One of my questions asks, when can you conclude about the relative equillibrium concentrations of CrO4^2- in each of the colutions 0.1 M K2Cr2O7 and 0.1 M K2CrO4?

Im really confused by this question. Could someone clarify it for me? Thanks :)

K2Cr2O7 is red-orange.

K2CrO4 is yellow. The CrO4^-2 is yellow. So there is little CrO4^- in K2Cr2O7 solution.

So is K2CrO4 the equillibrium concentration of CrO4-2 is high whereas in K2CrO7 the CrO4-2 equillibrium concentration is low?

yes

Thank You :)

Certainly! The question is asking about the relative equilibrium concentrations of CrO4^2- in two different solutions: 0.1 M K2Cr2O7 and 0.1 M K2CrO4.

To answer this question, we need to understand the balanced chemical equations for the dissociation of K2Cr2O7 and K2CrO4 in water.

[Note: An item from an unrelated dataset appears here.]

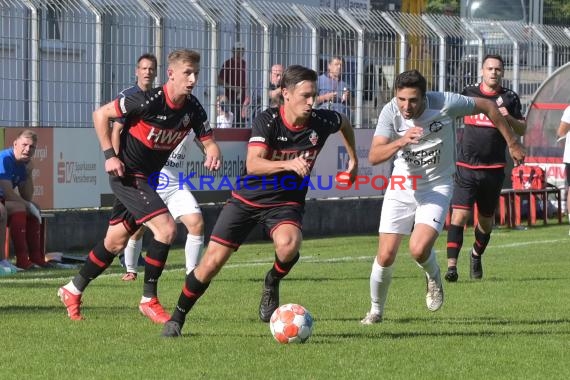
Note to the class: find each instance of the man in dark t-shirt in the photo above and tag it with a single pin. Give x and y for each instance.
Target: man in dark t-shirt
(282, 150)
(158, 120)
(481, 167)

K2Cr2O7 dissociates in water as follows:
K2Cr2O7 → 2K+ + Cr2O7^2-

K2CrO4 dissociates in water as follows:
K2CrO4 → 2K+ + CrO4^2-

From these equations, we can see that both K2Cr2O7 and K2CrO4 produce the CrO4^2- ion. However, the concentration of CrO4^2- in the 0.1 M K2Cr2O7 solution will be influenced by the equilibrium position of the reaction, which is determined by the stoichiometry of the reaction and the initial concentration of the reactants.

In the case of K2Cr2O7, the equilibrium position will be influenced by the concentration of CrO4^2- produced by the dissociation of the compound. Since the reaction produces Cr2O7^2-, there will be a shift in the equilibrium to form more CrO4^2- ions, resulting in a lower relative equilibrium concentration of CrO4^2-.

On the other hand, in the case of K2CrO4, the dissociation directly produces CrO4^2- ions. Therefore, there is no additional shift in equilibrium, and the relative equilibrium concentration of CrO4^2- will be higher compared to the K2Cr2O7 solution.

In conclusion, based on the stoichiometry and equilibrium position of the reactions, we can conclude that the relative equilibrium concentration of CrO4^2- will be higher in the 0.1 M K2CrO4 solution compared to the 0.1 M K2Cr2O7 solution.